Yes, there was a misprint in the DR. The orange woolies would have been accepted had they passed this year. So they are on their 2nd try for the 3rd showing for next year.

Sharon


----------



## Blaze_Amita (Nov 11, 2010)

So how long will it be until Velveteen's can try again? and does anhyone know why they failed? Dang it.


----------



## GorbyJobRabbits (Nov 12, 2010)

Stoney Brook Rabbitry on 'Rabbit talk in ohio.net stated:

Found out Velveteen lops didn't pass because the jr doe stressed out from trip- out of condition, off feed, loose stool & sr buck had inflamed penis from breeding in the am to try to get him excited to pee- he was up 5 oz overnight


----------



## Blaze_Amita (Nov 23, 2010)

*shakes head* my poor babies. I should have sent them with some of my junior does, adn my solid tort senior buck, absolutely gorgeous in weight and he does travel super well- he took an 8 hour car ride as a 8 week old to come to me.


----------



## woahlookitsme (Nov 24, 2010)

Aww I was hoping the chin Dutch would pass. They were so gorgeous at convention :/


----------



## SMALL S RABBITRY (Nov 24, 2010)

Has anyone herd how these varieties and breeds done yet.........Toby

Rex - Beige
Silver Fox - Blue 
Satin Angora - Broken 
Britannia Petite - BEW 
Dwarf Hotot - Blue 
American Fuzzy Lop - Otter 
Havana - Otter


----------



## woahlookitsme (Feb 6, 2011)

Ok the info before kind of confused me So im just going to rewrite it as is in Domestic Rabbits. Which means these are the results for the 2010 Minnesota Convention

Rex - beige. Nisha Bennett. 2nd try at 1st showing.

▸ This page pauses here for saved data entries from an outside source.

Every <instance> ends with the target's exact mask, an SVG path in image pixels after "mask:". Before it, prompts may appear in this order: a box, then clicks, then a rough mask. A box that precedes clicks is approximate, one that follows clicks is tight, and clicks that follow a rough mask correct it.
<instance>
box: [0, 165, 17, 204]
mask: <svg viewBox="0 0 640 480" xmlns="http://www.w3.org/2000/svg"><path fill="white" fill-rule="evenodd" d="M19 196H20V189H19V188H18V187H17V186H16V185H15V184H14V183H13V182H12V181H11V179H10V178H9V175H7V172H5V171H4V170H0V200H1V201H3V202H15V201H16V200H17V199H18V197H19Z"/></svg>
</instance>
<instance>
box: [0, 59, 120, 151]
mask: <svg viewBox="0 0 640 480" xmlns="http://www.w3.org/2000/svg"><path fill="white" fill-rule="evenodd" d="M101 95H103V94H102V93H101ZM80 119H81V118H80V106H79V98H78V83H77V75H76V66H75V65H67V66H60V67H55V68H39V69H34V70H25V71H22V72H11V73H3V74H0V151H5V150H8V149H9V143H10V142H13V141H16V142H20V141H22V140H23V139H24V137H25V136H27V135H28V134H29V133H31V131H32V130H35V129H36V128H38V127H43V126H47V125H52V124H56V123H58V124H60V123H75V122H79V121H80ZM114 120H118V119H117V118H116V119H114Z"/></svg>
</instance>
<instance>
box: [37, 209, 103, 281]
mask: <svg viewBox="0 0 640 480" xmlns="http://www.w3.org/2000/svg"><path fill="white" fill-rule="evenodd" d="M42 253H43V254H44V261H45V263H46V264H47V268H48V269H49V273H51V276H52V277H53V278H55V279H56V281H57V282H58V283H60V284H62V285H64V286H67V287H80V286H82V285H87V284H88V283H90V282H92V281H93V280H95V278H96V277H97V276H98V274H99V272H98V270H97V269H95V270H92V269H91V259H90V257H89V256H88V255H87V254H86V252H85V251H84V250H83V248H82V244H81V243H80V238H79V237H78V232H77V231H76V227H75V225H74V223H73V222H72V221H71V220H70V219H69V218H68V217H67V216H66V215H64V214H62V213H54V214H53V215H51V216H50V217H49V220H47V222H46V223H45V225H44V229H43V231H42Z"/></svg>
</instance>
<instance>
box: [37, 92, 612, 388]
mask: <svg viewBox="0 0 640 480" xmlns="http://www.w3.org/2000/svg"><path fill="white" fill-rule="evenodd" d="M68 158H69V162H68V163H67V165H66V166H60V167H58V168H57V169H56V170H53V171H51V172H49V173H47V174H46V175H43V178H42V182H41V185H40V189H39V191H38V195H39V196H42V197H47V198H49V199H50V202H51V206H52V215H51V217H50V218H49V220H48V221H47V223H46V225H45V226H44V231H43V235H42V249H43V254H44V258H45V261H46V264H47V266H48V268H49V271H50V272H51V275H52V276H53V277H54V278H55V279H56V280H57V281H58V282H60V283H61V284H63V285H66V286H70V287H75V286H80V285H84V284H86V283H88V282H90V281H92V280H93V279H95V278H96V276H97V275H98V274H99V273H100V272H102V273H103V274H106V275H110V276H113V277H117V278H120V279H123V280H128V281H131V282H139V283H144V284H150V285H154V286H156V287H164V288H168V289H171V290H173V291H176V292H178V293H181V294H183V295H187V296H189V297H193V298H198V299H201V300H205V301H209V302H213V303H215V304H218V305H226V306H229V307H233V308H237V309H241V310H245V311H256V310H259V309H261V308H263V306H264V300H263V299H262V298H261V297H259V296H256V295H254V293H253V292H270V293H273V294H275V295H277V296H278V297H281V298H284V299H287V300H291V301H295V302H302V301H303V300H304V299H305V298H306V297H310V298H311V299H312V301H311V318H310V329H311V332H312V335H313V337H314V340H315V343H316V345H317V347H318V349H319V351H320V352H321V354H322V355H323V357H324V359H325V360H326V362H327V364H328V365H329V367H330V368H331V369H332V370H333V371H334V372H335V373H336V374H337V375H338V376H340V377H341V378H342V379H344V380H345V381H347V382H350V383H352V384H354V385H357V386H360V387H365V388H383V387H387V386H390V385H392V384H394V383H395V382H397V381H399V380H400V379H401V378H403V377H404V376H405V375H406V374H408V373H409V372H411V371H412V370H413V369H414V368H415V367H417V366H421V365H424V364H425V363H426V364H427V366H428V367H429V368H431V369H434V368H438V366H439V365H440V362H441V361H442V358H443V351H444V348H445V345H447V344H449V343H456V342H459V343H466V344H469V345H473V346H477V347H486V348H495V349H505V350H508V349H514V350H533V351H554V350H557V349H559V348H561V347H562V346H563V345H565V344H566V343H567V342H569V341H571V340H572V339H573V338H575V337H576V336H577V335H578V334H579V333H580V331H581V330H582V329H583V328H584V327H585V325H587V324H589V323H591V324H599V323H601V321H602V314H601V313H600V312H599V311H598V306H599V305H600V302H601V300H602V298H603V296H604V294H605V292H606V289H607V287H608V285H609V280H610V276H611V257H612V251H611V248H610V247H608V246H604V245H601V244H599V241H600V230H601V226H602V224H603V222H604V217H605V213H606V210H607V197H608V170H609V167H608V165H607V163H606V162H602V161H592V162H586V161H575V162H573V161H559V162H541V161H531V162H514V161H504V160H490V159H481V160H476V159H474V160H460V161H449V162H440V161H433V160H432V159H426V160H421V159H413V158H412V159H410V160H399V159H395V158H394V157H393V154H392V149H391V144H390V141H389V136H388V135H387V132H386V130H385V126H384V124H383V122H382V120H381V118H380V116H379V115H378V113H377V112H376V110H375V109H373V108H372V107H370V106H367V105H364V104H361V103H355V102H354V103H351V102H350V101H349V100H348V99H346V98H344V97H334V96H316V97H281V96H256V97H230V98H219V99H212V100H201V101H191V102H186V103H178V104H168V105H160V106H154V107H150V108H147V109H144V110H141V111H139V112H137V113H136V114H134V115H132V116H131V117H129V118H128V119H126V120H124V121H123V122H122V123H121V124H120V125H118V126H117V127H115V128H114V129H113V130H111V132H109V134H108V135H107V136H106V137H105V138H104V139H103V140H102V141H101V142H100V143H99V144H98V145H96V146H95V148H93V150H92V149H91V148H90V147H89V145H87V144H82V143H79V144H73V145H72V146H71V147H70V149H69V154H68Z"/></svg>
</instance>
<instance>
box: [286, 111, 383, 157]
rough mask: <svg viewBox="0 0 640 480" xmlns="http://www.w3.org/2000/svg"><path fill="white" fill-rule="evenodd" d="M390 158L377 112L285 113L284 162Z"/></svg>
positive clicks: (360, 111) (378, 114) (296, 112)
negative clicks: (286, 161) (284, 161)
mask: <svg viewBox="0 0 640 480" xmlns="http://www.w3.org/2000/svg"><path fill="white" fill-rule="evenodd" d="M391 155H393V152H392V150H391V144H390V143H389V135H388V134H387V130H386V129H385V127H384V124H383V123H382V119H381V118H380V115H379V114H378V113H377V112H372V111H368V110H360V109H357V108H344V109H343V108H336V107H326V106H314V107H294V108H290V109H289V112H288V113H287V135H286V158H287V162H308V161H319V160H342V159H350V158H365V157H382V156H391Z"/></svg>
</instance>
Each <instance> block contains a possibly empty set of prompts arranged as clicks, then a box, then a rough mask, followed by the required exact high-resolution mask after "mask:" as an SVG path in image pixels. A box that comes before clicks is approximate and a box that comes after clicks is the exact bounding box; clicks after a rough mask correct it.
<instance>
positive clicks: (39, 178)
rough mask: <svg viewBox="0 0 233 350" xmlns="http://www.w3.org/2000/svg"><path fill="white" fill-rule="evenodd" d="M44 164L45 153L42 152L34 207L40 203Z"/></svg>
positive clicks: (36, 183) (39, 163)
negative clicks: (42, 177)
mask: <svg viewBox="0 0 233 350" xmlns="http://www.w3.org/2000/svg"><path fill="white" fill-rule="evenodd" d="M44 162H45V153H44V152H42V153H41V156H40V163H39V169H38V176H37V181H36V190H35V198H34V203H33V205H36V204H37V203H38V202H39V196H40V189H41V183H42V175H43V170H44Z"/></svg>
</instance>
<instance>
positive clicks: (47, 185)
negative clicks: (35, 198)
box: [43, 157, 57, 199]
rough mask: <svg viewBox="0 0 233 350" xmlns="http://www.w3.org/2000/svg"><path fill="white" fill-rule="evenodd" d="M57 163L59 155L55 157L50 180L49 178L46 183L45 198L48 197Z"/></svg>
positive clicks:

Failed by Specialty Club COD ENDS

Silver Fox - Blue. Meara Collins. 1st try at 1st showing. Failed by Specialty Club

Satin Angora - Broken. Joan Hastings. 1st try at 1st showing. Failed- DQ 2 animals lacked satin sheen, poor type

Britannia Petite- BEW. Amber Wright. 1st try at 1st showing. Failed No Show ((I was so disappointed i love the BEWS))

Dwarf Hotot- Blue. Sonja Papakee. 2nd try at 2nd showing. Failed No Show COD ENDS

American Fuzzy Lop- Otter. Charlene Everette. 1st show at 1st showing. Failed No Show

Havana- Otter. Mark Fronning. 2nd try at 1st showing. Failed by Specialty Club COD ENDS


----------